Re: Thermo 101 - 2nd Law Clarification



Thanks Man (no pun).

I read yours and Greg's responses and with the help of both I think I
finally understand things clearly.
Cheers.

The_Man wrote:
renai wrote:
I've got what is most likely a very simple thermo 101 question or
misunderstanding that I'm hoping someone can clear up regarding the
second law. I do understand the idea that when anything happens a
portion of that activity goes to heat and that it is irreversible. I
understand the idea of heat flowing from a hot reservoir to a system
which can only convert part of that heat into work it will do on its
surroundings the rest of which will be lost as heat to a colder
reservoir, i.e. no engine is 100% efficient. Then I see the equation
that says that change in entropy is equal to the heat content of a
system divided by the temperature of the system at equilibrium. But I
don't completely understand how it corresponds to the example that I
did understand above. Is this for an isolated system (i.e. no heat
transfer). If so, does that mean that the delta Q that I see in the
equation is simply the internal kinetic energy of the system.
Furthermore, if temperature is basically average internal energy, then
isn't the entropy equation effectively dividing internal kinetic energy
by internal kinetic energy? Lastly I keep getting confused about the
symbol Q. I though Q was the heat flowing in or out of a system. But
if a system is isolated there is no heat flow so why do they use Q in
the entropy equation

For the engine, there are two different q's. One is the heat flow from
the "hot" reservoir to the engine - call it q(h). Then there is the
heat flow from the engine to the "Cold" reservoir - call it q(c).
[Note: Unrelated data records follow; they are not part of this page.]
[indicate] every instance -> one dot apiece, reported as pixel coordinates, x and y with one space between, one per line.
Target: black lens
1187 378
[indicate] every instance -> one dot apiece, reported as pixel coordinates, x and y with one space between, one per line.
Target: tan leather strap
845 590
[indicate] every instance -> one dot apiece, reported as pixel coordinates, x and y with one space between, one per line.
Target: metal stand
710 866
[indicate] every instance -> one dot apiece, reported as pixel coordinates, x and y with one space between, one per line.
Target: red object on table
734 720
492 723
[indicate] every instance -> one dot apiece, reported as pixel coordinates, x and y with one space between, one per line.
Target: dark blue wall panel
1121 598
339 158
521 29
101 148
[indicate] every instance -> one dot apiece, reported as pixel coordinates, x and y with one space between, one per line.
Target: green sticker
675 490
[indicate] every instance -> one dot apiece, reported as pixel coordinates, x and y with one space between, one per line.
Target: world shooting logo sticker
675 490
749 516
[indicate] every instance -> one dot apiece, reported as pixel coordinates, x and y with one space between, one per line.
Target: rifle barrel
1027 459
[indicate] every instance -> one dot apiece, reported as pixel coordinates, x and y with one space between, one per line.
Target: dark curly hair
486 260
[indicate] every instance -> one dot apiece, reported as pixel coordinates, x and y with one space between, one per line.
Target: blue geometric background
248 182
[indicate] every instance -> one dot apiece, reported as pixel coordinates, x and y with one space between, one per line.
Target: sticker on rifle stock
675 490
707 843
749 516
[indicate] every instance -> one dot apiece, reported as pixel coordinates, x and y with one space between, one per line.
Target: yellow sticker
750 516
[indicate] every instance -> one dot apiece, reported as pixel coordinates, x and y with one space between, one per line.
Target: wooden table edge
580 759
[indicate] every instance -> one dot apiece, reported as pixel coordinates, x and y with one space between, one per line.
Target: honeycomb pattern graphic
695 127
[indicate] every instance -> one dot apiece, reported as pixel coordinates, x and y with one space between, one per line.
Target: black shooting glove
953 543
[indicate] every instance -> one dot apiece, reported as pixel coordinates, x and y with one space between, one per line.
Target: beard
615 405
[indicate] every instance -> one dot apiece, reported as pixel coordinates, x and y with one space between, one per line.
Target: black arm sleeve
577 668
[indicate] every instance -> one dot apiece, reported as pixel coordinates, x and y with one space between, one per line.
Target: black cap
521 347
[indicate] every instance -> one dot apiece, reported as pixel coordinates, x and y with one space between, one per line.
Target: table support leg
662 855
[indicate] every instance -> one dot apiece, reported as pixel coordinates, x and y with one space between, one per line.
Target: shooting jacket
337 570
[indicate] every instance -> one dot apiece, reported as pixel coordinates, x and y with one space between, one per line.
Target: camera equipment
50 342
The
work done w=q(h) - q(c).
The entropy change from a heat flow is q/T. Note that the hot and cold
reservoirs are at DIFFERENT temperatures (Th for the hot, and Tc for
the cold) - this is one way of thinking about the 2nd law, that you
can't have work done between two reservoirs at the same temperature.

So the total entropy is q(h)/Th -q(c)/Tc = 0 (if fully reversible)


Any help or guidance would be much appreciated.

Sincerely,

Renai

.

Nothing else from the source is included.